Where did those things come from?'

'I
found them.'

Bullshit,
the sergeant major spat.
Put the pain on and this fucker will talk. Open him up
.

'You
found them?' Emmanuel worked his knee into the small of Joe's back. 'Tell me
where.'

'Okay.
Okay. I got a friend; he works on the port railway. He got them for me. Off the
back of a freight car.'

'For
free? That's a good friend.'

'I
exchange things.'

'What
things?'

'Things.
Things my friend wants.'

'Like
what?'

Joe
motioned in Anne's direction and Emmanuel decreased the pressure.
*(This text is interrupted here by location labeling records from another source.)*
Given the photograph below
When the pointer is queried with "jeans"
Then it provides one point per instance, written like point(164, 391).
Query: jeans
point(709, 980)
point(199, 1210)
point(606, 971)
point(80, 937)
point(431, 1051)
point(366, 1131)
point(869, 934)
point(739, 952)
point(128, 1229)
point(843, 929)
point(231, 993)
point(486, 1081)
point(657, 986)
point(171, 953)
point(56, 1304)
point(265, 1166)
The bony girl
was too young to understand the difference between being used and being loved.
Maybe her whole life would follow that pattern: poor, underfed and uneducated,
always in search of a man to fill the empty spaces inside her.

The
smell of burnt onions and meat drifted out of an open window.

'You
better take care of that stew,' Emmanuel said. 'Unless you want to burn the
place down.'

Anne
jumped up and climbed back through the window. A woman should stand by her man
but life kept happening.

Dirty
dishes had to be washed, the laundry folded and the cats fed. The window
closed.

Emmanuel
lifted Joe, settled him against the fence and looked into his broad face. 'Was
Jolly Marks part of your exchange scheme?'

'No.
No ways. Never.'

'I
told you not to lie.'

'I
ain't lying. That kid was strange. The whole family is strange. Not my cup of
tea.'

'Where
were you on Thursday night? That was your first night out.'

'With
my ma. I went to see her, first thing.' Joe's throat muscles constricted and a
tear rolled from the corner of his eye. 'The clinic hasn't got medicine and
she's not doing so good

'

'Stop,'
Emmanuel said. 'Stop.' There was no space in his head for a sentimental
criminal who exchanged his girlfriend's body for apples and sugar and boxes of
candles. 'It was your first night out,' he said. 'Shut in prison for months.
You expect me to believe that you didn't come straight down to the harbour to
look for some fun?'

'I
would have,' Joe admitted. 'But I didn't have money.'

'You
don't need money. Your sisters earn it for you.'

'Jâ,
but all the good earners are
gone. All that's left is her upstairs and she has to look after her pa most of
the time.'

'Did
you see Jolly Marks that night?'

'Why
do you keep asking me about him?'

'Jolly
Marks was murdered the night you escaped from Durban Central. His body was
dumped in the freight yard. What do you know about that?'

Joe
tried to scramble to the gate but Emmanuel pushed him down. The light leaking
from the windows of the flats was sufficient to illuminate Joe's jug face.
Unadulterated fear and disbelief glittered in his hazel eyes.